In order for YouCompleteMe to provide code-completion and linting for Drake’s C++ files, it needs to know what flags to use when compiling them. Fortunately, bazel-compilation-database provides a way for YouCompleteMe to get this information from Bazel. The following steps should get this working in Drake:

  1. Download the bazel-compilation-database 0.2.2 tarball.
  2. Extract the contents of the tarball to some directory.

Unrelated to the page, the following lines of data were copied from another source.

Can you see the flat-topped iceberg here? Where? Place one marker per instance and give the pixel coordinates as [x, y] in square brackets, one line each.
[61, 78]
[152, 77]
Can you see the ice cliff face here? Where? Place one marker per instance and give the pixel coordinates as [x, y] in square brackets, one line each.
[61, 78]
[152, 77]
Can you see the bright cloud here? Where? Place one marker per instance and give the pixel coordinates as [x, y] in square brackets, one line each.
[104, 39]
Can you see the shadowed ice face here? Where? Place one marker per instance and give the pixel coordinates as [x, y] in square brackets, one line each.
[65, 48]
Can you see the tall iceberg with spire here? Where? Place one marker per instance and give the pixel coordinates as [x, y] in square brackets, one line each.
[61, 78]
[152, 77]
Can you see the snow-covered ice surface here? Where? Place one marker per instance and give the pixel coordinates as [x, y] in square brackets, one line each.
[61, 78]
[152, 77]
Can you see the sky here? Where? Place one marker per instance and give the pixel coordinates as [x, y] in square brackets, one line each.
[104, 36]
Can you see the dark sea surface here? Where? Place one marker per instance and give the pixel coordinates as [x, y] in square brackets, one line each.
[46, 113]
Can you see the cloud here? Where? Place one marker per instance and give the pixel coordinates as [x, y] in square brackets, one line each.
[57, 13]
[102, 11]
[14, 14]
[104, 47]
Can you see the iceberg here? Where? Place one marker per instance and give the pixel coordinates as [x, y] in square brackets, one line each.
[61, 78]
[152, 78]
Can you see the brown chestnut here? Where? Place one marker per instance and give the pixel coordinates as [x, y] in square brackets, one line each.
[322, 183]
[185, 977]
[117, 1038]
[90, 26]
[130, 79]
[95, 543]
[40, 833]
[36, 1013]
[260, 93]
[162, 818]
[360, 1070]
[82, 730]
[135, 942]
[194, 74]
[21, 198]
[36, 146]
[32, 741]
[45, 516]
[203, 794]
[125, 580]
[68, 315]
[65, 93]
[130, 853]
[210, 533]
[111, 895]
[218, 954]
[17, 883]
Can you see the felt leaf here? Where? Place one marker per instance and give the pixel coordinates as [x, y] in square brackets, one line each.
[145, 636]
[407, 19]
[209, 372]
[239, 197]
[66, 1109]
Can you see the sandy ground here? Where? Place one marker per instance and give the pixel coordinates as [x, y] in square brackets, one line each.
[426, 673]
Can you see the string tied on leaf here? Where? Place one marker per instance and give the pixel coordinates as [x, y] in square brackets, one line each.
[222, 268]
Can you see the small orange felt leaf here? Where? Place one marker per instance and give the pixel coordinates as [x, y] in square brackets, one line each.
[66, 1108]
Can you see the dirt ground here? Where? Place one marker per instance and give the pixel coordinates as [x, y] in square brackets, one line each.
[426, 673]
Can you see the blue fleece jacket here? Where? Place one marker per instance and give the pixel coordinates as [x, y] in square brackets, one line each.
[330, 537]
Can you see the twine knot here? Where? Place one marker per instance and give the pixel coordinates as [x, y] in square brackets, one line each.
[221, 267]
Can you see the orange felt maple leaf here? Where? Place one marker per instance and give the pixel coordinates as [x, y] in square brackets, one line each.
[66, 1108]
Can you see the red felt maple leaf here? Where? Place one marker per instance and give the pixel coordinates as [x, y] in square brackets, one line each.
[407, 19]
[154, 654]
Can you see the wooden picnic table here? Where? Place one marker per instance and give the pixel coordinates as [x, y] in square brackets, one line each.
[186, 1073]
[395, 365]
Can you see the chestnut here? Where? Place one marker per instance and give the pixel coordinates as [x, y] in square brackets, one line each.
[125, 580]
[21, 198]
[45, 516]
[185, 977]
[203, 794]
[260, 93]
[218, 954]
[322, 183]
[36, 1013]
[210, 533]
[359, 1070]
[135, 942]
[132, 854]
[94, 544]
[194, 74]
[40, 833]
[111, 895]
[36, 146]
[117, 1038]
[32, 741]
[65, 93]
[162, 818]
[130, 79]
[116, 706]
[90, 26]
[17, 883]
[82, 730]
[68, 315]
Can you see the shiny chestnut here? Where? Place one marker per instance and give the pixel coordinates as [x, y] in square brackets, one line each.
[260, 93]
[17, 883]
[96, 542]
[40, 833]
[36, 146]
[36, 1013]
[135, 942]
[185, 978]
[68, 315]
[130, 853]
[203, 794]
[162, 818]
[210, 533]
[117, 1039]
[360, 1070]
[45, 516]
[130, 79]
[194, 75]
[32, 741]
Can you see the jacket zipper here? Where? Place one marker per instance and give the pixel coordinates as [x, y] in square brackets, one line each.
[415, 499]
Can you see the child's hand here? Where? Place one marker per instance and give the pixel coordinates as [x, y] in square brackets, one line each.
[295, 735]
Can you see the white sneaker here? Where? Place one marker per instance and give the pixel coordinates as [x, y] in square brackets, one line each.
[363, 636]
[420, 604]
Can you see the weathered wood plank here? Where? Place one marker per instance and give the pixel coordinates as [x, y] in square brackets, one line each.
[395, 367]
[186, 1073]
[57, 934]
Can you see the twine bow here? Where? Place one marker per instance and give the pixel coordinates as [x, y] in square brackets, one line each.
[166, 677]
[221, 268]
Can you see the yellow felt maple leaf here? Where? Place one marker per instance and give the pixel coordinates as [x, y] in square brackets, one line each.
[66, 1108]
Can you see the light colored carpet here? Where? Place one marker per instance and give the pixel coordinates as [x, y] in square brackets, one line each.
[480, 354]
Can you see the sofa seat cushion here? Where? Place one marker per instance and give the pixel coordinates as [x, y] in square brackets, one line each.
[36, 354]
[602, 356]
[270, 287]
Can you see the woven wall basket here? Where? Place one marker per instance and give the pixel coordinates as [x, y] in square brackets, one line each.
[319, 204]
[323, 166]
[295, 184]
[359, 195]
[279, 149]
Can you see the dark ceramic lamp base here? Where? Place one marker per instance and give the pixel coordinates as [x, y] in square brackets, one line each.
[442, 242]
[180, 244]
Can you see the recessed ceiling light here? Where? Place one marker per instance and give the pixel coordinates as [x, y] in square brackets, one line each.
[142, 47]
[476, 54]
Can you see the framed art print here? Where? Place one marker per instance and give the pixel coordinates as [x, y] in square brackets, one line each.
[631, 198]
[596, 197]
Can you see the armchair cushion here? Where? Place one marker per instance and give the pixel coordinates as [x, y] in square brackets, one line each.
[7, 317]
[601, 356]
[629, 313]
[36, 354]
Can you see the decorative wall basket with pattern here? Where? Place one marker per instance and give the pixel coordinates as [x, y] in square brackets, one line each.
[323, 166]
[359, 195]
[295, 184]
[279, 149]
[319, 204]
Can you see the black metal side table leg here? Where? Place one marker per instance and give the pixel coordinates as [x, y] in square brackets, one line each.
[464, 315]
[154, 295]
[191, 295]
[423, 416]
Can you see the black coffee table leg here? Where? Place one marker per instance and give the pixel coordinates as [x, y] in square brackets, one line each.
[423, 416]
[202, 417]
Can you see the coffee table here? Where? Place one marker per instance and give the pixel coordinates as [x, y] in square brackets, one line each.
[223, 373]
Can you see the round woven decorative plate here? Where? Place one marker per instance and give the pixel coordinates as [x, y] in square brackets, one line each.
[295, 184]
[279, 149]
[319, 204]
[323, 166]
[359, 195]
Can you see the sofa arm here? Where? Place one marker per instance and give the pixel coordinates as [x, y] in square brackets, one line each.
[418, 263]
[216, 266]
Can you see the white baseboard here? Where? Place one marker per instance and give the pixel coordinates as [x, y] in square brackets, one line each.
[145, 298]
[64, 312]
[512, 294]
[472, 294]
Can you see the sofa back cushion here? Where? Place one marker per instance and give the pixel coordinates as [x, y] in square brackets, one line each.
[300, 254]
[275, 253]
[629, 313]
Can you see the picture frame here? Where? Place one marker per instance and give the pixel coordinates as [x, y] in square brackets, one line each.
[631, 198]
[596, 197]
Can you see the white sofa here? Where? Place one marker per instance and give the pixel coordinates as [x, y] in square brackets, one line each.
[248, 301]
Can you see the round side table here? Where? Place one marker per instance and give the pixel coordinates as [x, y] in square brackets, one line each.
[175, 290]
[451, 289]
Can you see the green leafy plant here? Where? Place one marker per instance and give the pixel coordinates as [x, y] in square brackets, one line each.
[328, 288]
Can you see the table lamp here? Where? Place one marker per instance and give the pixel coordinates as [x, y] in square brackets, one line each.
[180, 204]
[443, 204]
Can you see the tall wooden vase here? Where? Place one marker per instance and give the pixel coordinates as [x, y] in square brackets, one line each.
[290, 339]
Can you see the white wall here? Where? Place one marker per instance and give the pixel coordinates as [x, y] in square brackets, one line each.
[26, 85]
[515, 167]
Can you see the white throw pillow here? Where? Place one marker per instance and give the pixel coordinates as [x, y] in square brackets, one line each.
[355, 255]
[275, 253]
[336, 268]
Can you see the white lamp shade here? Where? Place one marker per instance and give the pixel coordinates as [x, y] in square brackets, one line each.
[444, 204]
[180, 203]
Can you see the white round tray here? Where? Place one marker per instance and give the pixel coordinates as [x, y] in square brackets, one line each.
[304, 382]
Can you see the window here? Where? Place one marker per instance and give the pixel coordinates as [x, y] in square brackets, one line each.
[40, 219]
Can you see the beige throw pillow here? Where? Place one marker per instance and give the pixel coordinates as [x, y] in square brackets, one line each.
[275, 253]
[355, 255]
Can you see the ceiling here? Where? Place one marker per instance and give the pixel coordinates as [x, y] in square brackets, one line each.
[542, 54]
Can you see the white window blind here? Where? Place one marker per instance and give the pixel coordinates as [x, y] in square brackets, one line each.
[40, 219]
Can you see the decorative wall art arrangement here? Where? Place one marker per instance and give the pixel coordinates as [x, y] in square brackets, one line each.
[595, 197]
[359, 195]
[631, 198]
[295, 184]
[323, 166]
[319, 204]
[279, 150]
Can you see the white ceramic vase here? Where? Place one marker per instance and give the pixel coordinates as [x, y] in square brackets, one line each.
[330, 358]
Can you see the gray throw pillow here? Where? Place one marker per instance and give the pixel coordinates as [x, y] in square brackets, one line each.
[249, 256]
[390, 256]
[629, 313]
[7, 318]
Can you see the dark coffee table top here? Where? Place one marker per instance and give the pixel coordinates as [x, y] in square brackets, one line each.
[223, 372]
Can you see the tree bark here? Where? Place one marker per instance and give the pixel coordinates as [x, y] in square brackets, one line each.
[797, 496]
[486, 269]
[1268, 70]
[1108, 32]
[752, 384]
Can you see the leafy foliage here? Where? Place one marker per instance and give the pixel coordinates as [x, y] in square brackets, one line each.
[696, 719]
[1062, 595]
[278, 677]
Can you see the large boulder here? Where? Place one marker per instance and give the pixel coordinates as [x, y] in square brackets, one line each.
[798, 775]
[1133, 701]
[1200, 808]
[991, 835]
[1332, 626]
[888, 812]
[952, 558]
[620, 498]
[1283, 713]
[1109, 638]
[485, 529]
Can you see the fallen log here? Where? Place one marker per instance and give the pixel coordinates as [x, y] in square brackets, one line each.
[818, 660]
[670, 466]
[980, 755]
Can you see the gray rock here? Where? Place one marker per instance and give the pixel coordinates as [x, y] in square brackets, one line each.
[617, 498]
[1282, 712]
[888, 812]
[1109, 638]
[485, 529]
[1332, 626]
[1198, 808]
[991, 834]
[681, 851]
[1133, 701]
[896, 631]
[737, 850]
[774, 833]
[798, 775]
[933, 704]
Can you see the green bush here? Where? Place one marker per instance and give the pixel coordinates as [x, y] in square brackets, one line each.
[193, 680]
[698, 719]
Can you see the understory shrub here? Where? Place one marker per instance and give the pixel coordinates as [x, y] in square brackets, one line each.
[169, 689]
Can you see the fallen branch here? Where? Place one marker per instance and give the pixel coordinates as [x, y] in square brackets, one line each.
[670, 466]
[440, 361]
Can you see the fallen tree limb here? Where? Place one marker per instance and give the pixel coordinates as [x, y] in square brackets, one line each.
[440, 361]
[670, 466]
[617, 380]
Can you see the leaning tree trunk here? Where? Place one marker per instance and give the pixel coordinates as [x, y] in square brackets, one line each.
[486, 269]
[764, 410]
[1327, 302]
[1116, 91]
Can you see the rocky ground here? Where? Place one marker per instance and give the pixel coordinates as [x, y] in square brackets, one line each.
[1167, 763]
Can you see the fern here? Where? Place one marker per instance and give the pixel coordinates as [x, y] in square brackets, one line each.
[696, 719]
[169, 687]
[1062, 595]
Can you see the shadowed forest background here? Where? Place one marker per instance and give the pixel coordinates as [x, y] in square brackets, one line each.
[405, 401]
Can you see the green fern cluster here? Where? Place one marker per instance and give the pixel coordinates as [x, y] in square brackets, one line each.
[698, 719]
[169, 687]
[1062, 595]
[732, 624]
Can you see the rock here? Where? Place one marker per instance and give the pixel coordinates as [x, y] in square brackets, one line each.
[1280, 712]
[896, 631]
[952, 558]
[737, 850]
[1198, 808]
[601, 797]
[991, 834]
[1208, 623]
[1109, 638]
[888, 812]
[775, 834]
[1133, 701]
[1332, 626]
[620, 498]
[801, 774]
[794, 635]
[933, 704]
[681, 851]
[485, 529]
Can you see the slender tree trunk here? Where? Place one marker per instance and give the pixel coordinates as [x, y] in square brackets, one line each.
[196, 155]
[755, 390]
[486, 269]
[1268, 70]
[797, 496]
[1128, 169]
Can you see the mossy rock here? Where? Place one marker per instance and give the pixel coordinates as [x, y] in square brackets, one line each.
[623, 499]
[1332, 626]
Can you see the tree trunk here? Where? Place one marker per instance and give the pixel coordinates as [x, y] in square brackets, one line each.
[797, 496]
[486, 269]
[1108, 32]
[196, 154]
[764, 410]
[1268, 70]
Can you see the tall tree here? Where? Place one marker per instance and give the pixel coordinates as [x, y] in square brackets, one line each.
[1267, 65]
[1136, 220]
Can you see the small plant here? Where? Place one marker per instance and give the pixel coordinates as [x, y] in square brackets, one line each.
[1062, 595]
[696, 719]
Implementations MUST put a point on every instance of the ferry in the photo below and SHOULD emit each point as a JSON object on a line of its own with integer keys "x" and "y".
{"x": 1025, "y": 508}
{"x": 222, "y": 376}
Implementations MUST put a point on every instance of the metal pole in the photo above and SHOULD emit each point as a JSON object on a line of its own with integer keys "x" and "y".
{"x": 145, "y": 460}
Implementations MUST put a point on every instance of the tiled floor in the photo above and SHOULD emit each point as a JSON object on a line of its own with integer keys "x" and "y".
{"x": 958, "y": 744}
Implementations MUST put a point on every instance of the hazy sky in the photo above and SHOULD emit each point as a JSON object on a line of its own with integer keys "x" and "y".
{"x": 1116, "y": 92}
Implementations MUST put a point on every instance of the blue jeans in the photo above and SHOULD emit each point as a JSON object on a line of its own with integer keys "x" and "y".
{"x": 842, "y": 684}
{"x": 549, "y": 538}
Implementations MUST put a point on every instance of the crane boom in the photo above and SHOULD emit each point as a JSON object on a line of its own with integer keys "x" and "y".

We will refer to this directory as <bcd-location>.
  3. From the root of your Drake repository run:
    mkdir bazel
    ln -s <bcd-location> bazel/compilation_database
  4. Add the following line to your .vimrc {init.vim}:
    let g:ycm_global_ycm_extra_conf = '<bcd-location>/'

Now, when you open a Drake C++ file, you should get real-time linting and completion, as well as jump-to functionality (through the :YcmCompeter GoTo command). If it appears not to be working, try running :YcmDiags to force YouCompleteMe to compile the current file. Note that for YouCompleteMe to see a given Drake header file, the corresponding Bazel target must have been built. See also, Linting and Jump-to-Declaration Mappings.

Additional Mappings

The aforementioned sample_vimrc file pulls in several plugins and defines mappings for working with them. It also defines some general-purpose mappings. Here are some highlights. A lot of these start with <leader>, which in the attached file is mapped to ; (so <leader>gv becomes ;gv). You can, of course, change <leader> to whatever you prefer in your .vimrc {init.vim} file.

Git Mappings

These mappings use fugitive.git and Gitv to perform Git-related tasks.

  • <leader>gd shows the git diff for the current file. You can move hunks into the index using Vim’s diff commands.
  • <leader>gs shows the current git status using fugitive.git.You can stage files by moving the cursor to the line and pressing “-“. Press cc to start editing the commit message. Save and exit in the commit message to commit.
  • <leader>gv launches gitv, a Gitk clone for Vim. You can use this to inspect commits, switch branches, cherry-pick, and more

Linting and Jump-to-Declaration Mappings

These mappings use YouCompleteMe and ListToggle.

  • <leader>gg jumps to the declaration of the class/function under the cursor (mnemonic “go go!”). Use the standard jump command Ctrl+o to go back.
  • <leader>fi applies the “fix-it” action listed at the bottom of the buffer (mnemonic “fix it!”).
  • <leader>lo toggles the Location List on and off (mnemonic “LOcation”). All errors found by YouCompleteMe are listed in the location list, which can make it easy to go from one to the next.

File Tree Explorer Mappings

These mappings use NERDTree to provide a file tree explorer in Vim.

  • <leader>nt launches NERDTree for the current working directory
  • <leader>nf launches NERDTree with the current file selected. This is particularly useful for getting to the appropriate BUILD.bazel file for a given source file.

Fuzzy Finder Mappings

These mappings use ctrlp.vim to provide fuzzy file lookup in Vim.

  • <leader>ff launches CtrlP in file mode (mnemonic “find file”). Start typing any portions of the file path (they don’t have to be contiguous!) and select the file you want once the choices are narrowed down sufficiently.